Shear Stress, Area of Projection

[dlacombe13]

I am learning about shearing stress, and I am a little confused about the area of projection mentioned in my book. When it introduces it, it shows a plate with a rivet through it. The plate is of thickness t, and the diameter of the rivet, d. It shows the plate and the rivet cut in half by a plane, and reveals the rectangular area exposed as the rivet is cut, and claims that A = dt.

I am trying a practice problem where the same type of thing is going on, and asks me to find the shearing stress between the plate and the shaft. However, the solution states that A = pi*d*t. In this case, is it cutting straight through the shaft, or is it the area of half of the hole the shaft creates? Basically, why is pi included here?

 

[BvU]

It's the area between the plate and the shaft: the area of a cylinder with height t and diameter d

 

[Kaly]

It is the area on the plate in the shape of a through hole. You will have to imagine it without rivet in it.

 

[JBA]

If possible, post the figure and complete text for the practice problem.

 

[dlacombe13]

For some reason I was thinking of bearing stress, when it was actually asking for shearing stress. It just so happens that the area must include d and t. Either way, I am starting to understand this a little more. It is asking for the stress between the plate and the shaft, which is the area of the hole that touches the collar. My confusion now is about how to picture where this will shear. Is the shaft physically connected to the collar, or does it rotate within it? In either case, how exactly would this piece break under this shear stress? I have included a rough sketch of what my book has:

 

[JBA]

Given the limited information apparently limited provided to you for the practice problem the simplest assumption is to treat it as a one piece shaft with a collar section; in which case the shear area for the longitudinal joint between the shaft and it collar is, as described A = pi d t. (Given the longitudinal direction of the force, no rotation will occur).

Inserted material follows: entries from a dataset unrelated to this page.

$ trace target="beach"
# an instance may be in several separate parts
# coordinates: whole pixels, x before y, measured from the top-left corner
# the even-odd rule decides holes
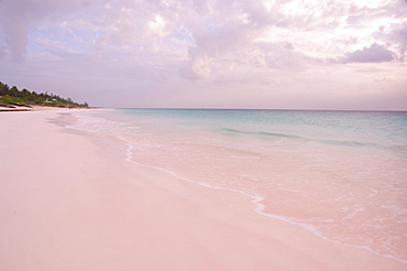
[[[262,216],[244,193],[131,162],[125,142],[66,128],[76,121],[0,113],[0,270],[407,268]]]

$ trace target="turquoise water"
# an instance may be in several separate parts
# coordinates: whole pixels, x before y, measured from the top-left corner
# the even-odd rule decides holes
[[[248,195],[253,212],[407,263],[407,113],[116,109],[76,113],[130,162]]]

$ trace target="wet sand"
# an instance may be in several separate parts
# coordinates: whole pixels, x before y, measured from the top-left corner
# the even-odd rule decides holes
[[[406,270],[261,216],[245,195],[125,161],[125,145],[0,115],[0,270]]]

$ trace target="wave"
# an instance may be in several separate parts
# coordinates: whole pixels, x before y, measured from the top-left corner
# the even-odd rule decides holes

The actual failure mode for this type of piece is a bit complex because it depends upon the thickness of the collar and at what diameter the collar is restrained and whether the shaft loading pushing force applied to the top end of the shaft or as a pulling force on the the bottom of the shaft.
As an example, if the shaft load is applied from the top and the support for the collar is directly at the diameter of the shaft , as though the shaft is passing through a hole, then the failure would be a direct shearing though the joint at the diameter of the shaft, which is the case with a bolt and nut connection. Alternatively, if the collar is thin and/or the collar support is at its outer diameter, then the collar is likely to deform downward in a conical manner, which will result in a combined radial tensile stress at the bottom face joint of the collar and shaft and direct shearing stress thru the collar at the diameter of the shaft.

 

[mle]

Is direction of force F correct? I don't see any shear for the rivet in that case. The only shear is the so called punching shear to the plate due the pressure of the rivet head but i don't think that's the case here. Is it a single plate or there are two of them connected with the rivet?